To Paint Big, Start Small Lucinda Parker’s Studies for A Glade of Many Ages
Portland-based artist Lucinda Parker is one of Oregon’s finest painters and has established her reputation for vividly colored, highly abstract representations of nature and the biological diversity of this region. In 2011, Parker was selected for a major Percent for Art commission for the new Ford Alumni Center’s Giustina Ballroom. Her resulting 9 x 18 foot mural, A Glade of Many Ages, has been enjoyed by thousands of University faculty, staff, students, and visitors over the past five years. In Fall 2016 the JSMA is pleased to present Parker’s fifteen gouache exploratory studies for this important mural alongside her preparatory sketches and other source materials. Early plans for A Glade of Many Ages varied from snowy mountain imagery to rigidly geometric landscapes influenced by the artist’s long-held interest in Cubism.

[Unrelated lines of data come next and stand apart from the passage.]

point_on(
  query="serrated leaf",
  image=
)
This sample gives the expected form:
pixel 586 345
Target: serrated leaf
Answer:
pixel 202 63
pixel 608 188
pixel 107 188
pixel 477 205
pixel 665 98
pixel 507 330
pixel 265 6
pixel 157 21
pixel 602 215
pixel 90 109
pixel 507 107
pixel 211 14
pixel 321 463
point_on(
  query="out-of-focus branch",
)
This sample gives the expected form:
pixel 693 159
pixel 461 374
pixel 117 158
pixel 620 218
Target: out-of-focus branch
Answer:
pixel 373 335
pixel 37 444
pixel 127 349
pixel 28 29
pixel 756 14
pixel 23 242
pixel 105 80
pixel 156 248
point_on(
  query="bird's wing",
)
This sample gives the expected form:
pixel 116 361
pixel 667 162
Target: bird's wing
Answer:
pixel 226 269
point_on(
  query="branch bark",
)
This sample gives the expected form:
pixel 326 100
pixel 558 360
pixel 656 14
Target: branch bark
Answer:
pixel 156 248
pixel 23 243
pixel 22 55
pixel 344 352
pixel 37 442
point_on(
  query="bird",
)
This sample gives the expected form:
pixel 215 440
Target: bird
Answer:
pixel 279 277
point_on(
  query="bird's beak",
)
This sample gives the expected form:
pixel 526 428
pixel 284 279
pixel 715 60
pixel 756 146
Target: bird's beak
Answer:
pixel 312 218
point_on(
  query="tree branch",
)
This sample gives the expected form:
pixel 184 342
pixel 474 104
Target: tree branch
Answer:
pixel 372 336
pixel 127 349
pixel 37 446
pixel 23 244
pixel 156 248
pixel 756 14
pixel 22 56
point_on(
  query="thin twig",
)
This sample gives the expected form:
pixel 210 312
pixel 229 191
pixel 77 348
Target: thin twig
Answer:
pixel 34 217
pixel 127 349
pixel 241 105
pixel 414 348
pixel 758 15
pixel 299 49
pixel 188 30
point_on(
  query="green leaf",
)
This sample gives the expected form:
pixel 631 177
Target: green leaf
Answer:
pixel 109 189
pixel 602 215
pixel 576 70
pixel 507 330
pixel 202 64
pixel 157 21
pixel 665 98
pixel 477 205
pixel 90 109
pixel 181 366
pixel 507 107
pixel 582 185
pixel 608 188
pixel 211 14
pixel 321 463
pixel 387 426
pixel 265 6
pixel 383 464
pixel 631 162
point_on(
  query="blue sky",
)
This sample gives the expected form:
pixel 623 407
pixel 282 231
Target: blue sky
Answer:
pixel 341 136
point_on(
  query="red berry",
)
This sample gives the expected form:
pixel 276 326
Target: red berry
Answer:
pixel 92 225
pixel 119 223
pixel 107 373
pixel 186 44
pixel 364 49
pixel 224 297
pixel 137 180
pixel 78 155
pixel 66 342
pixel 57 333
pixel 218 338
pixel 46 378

Parker has described the distinctive importance of each of the six trees depicted in the final painting:
Reading from left to right, there are six very different trees. First, a lone white vertical snag with a long lighting scar; Second, a small vigorous solid green conifer; Third, a central ‘adolescent’ fir tree dancing in mid-space; Fourth, a companion trunk in grey, set back behind a diagonal sunbeam; Sixth, the dark green zig-zag foliage of a bisected conifer which frames the right edge of the painting.... This structurally diverse range of tree sizes evokes mixed age forest ecology. Also, it activates the pictorial space of the painting. And, more importantly, it symbolizes the healthy variety of ages in a University community.